The way in which humans interact with animals seems to closely relate to how we treat fellow human beings. In order for our ethics to be carried out to the fullest, we must treat animals as if they were humans. Descartes and Kant had differing opinions on the role of animals in the world, and how we ought to treat them. The progression of compassion and fairness toward animals demonstrates the same compassion and fairness toward other humans over history.
Rene Descartes had one of the more sinister outlooks on animals. Although he was in no way an advocate of animal cruelty, he believed animals were “automata”, or small robots. He did not believe that animals had a thinking mind separate from their instincts, and therefore believed animals were made for human use. Descartes did not believe in regarding animals as compassionately as we do humans, however, as Kant did. Unlike Kant, Descartes believed in some animals being better than others, “within a single species some of them are more perfect than others, as men are too. This can be seen in horses and dogs, some of whom learn what they are taught much better than others” (Descartes, 4). This greatly contradicts many animal rights ideals of the present, however very much supports those in Descartes’ day. Although animals were not seen as completely at human disposal, they were certainly seen as a possible means to an end. By looking at anything in this manner, the chances for abuse are very high. In Descartes’ era, animals were primarily used for farming, hunting, and meat, and this what Descartes believed; humans could use animals for what they deemed necessary or suitable.

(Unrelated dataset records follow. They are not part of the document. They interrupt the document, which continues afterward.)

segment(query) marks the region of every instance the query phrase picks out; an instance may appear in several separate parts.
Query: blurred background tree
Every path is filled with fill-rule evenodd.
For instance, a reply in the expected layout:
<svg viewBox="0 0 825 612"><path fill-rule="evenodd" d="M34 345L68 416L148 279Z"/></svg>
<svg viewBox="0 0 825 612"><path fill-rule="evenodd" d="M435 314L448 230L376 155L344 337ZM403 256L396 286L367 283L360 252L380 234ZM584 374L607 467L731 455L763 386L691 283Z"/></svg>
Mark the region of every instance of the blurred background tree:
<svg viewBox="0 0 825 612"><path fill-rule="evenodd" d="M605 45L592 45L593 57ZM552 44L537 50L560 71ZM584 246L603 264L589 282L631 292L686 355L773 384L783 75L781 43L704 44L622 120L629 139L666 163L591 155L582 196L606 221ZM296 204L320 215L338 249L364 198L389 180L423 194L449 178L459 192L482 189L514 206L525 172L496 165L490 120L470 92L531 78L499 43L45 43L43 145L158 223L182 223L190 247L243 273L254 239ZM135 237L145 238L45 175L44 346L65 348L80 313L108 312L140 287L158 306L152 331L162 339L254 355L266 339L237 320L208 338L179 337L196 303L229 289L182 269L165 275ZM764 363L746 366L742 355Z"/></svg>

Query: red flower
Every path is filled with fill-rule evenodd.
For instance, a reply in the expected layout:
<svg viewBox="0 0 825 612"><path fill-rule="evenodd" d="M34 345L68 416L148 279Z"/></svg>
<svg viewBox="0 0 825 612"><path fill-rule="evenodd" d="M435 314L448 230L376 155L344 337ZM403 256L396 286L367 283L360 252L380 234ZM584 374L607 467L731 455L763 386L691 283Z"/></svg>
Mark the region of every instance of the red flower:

Kant has perhaps the most liberal view on the treatment of animals, especially considering he wrote about two hundred years ago. Contrary to Descartes, Kant believed in treating animals the way humans ought to be treated, with respect, dignity, and surely without violence. Kant’s main argument for this was that while hurting an animal may not be the absolute worst thing in the world, it is a gateway that allows for much worse and more evil thoughts and actions to brew. Kant even went so far to extend the right to grubs, “Leibniz put the grub he had been observing back on the tree with its leaf, lest he should be guilty of doing any harm to it. It upsets a man to destroy such a creature for no reason, and this tenderness is subsequently transferred to man” (Kant, 213). Though it seems that Kant may have gone a bit overboard with using a tiny grub as an example, it demonstrates his point very well. What he is attempting to get across is that people need to stay sensitized to the harm of any person or animal, even if it is as small as a grub. By staying in touch with this side of oneself, it is extremely hard to be involved in a violent act, as one does not want the guilt of doing harm to another living being. While Kant did believe that humans were superior to animals in many ways, he believed that by recognizing they too have feelings and to some extent, emotions, we could relate to them, and therefore better understand why we must treat them humanely.

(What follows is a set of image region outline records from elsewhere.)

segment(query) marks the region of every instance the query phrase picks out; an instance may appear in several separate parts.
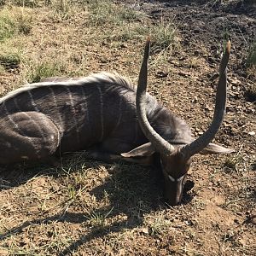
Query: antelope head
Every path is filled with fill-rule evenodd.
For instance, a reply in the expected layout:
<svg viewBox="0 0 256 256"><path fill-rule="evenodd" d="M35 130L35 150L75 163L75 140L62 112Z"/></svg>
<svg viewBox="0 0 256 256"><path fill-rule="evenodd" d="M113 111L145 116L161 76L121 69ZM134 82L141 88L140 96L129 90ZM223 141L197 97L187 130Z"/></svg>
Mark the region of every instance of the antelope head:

Descartes and Kant had differing views on the treatment of animals by humans. Though Descartes was not an advocate of animal cruelty, he was an advocate of using animals as he saw fit, as he believed they were automata, and to be used by the discretion of humans. Kant, on the other hand, believed in treating animals in a peaceful and kind manner, as it would better benefit humans as a whole. Kant’s ideology of animals is much more sough after, however, as it truly promotes the compassionate treatment of animals, and greatly coincides with the most accepted animal rights views today.